Book Multi Objective Optimization in Theory and Practice I  Classical Methods

Download or read book Multi Objective Optimization in Theory and Practice I Classical Methods written by Andre A. Keller and published by Bentham Science Publishers. This book was released on 2017-12-13 with total page 296 pages. Available in PDF, EPUB and Kindle. Book excerpt: Multi-Objective Optimization in Theory and Practice is a traditional two-part approach to solving multi-objective optimization (MOO) problems namely the use of classical methods and evolutionary algorithms. This first book is devoted to classical methods including the extended simplex method by Zeleny and preference-based techniques. This part covers three main topics through nine chapters. The first topic focuses on the design of such MOO problems, their complexities including nonlinearities and uncertainties, and optimality theory. The second topic introduces the founding solving methods including the extended simplex method to linear MOO problems and weighting objective methods. The third topic deals with particular structures of MOO problems, such as mixed-integer programming, hierarchical programming, fuzzy logic programming, and bimatrix games. Multi-Objective Optimization in Theory and Practice is a user-friendly book with detailed, illustrated calculations, examples, test functions, and small-size applications in Mathematica® (among other mathematical packages) and from scholarly literature. It is an essential handbook for students and teachers involved in advanced optimization courses in engineering, information science, and mathematics degree programs.

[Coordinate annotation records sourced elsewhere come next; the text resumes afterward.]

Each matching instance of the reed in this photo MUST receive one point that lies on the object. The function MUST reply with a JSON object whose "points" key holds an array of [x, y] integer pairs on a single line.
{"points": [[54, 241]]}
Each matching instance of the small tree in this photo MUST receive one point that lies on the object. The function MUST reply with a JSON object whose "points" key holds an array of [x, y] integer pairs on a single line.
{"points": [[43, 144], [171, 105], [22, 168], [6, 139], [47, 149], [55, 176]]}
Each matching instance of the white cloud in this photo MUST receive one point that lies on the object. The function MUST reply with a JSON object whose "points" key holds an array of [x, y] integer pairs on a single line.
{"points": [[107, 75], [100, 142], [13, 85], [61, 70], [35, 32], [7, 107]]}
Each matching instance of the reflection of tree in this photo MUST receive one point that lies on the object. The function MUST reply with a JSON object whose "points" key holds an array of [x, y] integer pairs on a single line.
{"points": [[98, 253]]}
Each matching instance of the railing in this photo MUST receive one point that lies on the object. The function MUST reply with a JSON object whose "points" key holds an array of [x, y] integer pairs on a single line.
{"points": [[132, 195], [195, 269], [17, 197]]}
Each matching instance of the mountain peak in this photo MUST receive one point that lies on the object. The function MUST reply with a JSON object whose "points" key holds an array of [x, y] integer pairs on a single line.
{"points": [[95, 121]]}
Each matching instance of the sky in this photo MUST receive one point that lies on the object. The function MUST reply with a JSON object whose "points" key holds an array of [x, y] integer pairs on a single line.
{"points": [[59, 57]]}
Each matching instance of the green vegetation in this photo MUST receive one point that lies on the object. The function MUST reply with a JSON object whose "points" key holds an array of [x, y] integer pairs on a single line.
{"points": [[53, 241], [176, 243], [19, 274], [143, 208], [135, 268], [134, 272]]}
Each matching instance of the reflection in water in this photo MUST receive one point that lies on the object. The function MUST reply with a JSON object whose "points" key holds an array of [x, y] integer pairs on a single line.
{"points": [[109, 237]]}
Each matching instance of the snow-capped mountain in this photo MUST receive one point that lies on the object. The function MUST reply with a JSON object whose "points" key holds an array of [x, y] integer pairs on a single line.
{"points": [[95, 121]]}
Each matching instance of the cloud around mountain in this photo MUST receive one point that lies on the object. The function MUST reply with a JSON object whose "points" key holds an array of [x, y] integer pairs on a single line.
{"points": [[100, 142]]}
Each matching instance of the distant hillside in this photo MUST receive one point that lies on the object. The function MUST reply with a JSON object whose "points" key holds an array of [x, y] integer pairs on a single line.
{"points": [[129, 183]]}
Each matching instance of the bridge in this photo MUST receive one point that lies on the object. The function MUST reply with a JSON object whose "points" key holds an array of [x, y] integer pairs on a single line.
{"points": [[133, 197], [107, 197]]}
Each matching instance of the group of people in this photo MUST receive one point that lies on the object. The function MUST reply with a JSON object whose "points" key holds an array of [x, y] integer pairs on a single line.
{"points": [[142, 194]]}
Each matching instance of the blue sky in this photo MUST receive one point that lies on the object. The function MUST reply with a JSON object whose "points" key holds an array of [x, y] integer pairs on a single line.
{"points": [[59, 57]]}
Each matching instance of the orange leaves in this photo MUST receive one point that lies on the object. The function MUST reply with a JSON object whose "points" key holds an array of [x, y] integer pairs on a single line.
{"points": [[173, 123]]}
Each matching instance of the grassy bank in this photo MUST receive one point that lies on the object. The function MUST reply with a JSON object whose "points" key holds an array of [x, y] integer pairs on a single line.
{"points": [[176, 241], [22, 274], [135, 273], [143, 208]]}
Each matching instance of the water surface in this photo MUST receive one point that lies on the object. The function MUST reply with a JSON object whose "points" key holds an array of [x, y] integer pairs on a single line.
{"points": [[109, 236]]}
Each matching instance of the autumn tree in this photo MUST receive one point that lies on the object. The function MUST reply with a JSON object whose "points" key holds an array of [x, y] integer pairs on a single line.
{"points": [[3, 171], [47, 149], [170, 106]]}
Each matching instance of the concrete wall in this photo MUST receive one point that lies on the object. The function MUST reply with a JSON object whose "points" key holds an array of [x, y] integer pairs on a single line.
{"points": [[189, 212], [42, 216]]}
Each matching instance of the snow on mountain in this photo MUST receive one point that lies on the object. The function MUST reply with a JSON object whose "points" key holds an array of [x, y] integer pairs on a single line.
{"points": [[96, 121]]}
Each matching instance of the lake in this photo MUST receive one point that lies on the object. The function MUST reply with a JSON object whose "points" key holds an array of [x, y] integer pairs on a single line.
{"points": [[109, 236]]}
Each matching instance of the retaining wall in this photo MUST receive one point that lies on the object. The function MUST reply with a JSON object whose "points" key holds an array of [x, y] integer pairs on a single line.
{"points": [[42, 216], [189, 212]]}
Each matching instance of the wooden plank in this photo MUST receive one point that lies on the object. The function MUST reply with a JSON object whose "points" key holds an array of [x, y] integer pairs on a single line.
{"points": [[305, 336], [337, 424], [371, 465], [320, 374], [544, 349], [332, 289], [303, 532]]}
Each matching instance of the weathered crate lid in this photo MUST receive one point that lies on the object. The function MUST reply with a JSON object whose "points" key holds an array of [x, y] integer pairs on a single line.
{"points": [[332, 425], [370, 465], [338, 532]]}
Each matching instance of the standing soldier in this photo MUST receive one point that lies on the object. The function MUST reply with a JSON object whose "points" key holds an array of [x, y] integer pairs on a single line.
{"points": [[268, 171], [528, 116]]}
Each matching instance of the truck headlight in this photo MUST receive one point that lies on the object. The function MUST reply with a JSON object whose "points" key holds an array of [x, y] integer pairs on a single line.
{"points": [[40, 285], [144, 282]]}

Book Combinatorial Optimization Under Uncertainty

Download or read book Combinatorial Optimization Under Uncertainty written by Ritu Arora and published by CRC Press. This book was released on 2023-05-12 with total page 184 pages. Available in PDF, EPUB and Kindle. Book excerpt: This book discusses the basic ideas, underlying principles, mathematical formulations, analysis and applications of the different combinatorial problems under uncertainty and attempts to provide solutions for the same. Uncertainty influences the behaviour of the market to a great extent. Global pandemics and calamities are other factors which affect and augment unpredictability in the market. The intent of this book is to develop mathematical structures for different aspects of allocation problems depicting real life scenarios. The novel methods which are incorporated in practical scenarios under uncertain circumstances include the STAR heuristic approach, Matrix geometric method, Ranking function and Pythagorean fuzzy numbers, to name a few. Distinct problems which are considered in this book under uncertainty include scheduling, cyclic bottleneck assignment problem, bilevel transportation problem, multi-index transportation problem, retrial queuing, uncertain matrix games, optimal production evaluation of cotton in different soil and water conditions, the healthcare sector, intuitionistic fuzzy quadratic programming problem, and multi-objective optimization problem. This book may serve as a valuable reference for researchers working in the domain of optimization for solving combinatorial problems under uncertainty. The contributions of this book may further help to explore new avenues leading toward multidisciplinary research discussions.